In the battery of the present disclosure, the angle between the tangential direction at the tip of the cathode active material layer and the surface direction of the surface of the anode current collector layer is not particularly limited, but is preferably 30° to 110°. The angle between the tangential direction at the tip of the cathode active material layer and the surface direction of the surface of the anode current collector layer may be, for example, 30° or more, 35° or more, 40° or more, 45° or more, 50° or more, or 55° or more. The angle between the tangential direction at the tip of the cathode active material layer and the surface direction of the surface of the anode current collector layer may be, for example, 60° or more, 65° or more, 70° or more, 75° or more, 80° or more, 85° or more, or 90° or more. The angle between the tangential direction at the tip of the cathode active material layer and the surface direction of the surface of the anode current collector layer may be, for example, 110° or less, 105° or less, 100° or less, 95° or less, or 90° or less.
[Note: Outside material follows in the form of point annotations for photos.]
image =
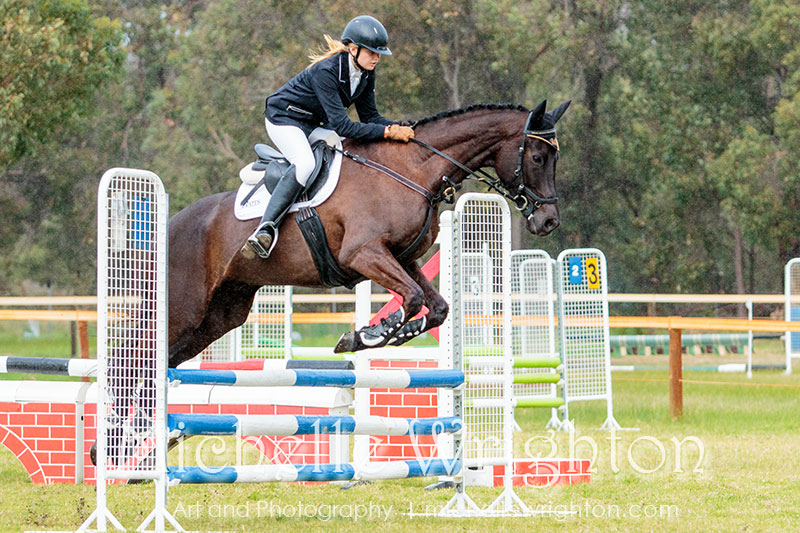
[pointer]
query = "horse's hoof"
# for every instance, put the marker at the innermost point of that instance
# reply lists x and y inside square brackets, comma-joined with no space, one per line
[347,343]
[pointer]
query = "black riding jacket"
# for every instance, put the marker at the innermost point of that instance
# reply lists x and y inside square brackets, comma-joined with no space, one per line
[319,96]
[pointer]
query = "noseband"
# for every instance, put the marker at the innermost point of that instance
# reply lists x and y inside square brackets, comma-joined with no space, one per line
[523,197]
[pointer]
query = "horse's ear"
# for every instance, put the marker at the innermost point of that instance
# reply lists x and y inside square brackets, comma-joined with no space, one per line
[557,112]
[537,116]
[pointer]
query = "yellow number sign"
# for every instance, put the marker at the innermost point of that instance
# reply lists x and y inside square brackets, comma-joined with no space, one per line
[592,273]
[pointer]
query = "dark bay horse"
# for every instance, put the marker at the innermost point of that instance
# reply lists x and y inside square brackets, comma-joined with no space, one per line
[369,220]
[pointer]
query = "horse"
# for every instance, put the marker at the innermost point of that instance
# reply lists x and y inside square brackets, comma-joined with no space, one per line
[376,227]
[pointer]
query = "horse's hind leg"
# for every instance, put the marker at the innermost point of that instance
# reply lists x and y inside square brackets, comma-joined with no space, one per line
[374,261]
[437,309]
[227,309]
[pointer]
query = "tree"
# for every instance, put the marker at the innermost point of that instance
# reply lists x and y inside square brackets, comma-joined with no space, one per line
[55,56]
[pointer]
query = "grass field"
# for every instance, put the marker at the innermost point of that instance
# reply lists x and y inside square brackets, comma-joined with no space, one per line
[735,470]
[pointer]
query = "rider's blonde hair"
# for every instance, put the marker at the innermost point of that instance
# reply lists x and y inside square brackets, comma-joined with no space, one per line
[334,47]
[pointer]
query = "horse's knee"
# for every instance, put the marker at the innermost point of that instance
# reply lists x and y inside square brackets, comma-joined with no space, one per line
[412,304]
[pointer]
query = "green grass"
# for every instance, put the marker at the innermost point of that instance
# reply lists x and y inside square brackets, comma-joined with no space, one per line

In FIG. 1 described above, the tangential direction 140c at the front end of the cathode active material layer is a tangential direction at the front end 140a of the cathode active material layer in the end face 140b of the cathode active material layer. The angular 140d between the tangential direction at the front end of the cathode active material layer and the surface direction of the surface of the anode current collector layer is not particularly limited from the viewpoint of suppressing the sagging portion of the cathode active material layer, but is preferably 50 to 110.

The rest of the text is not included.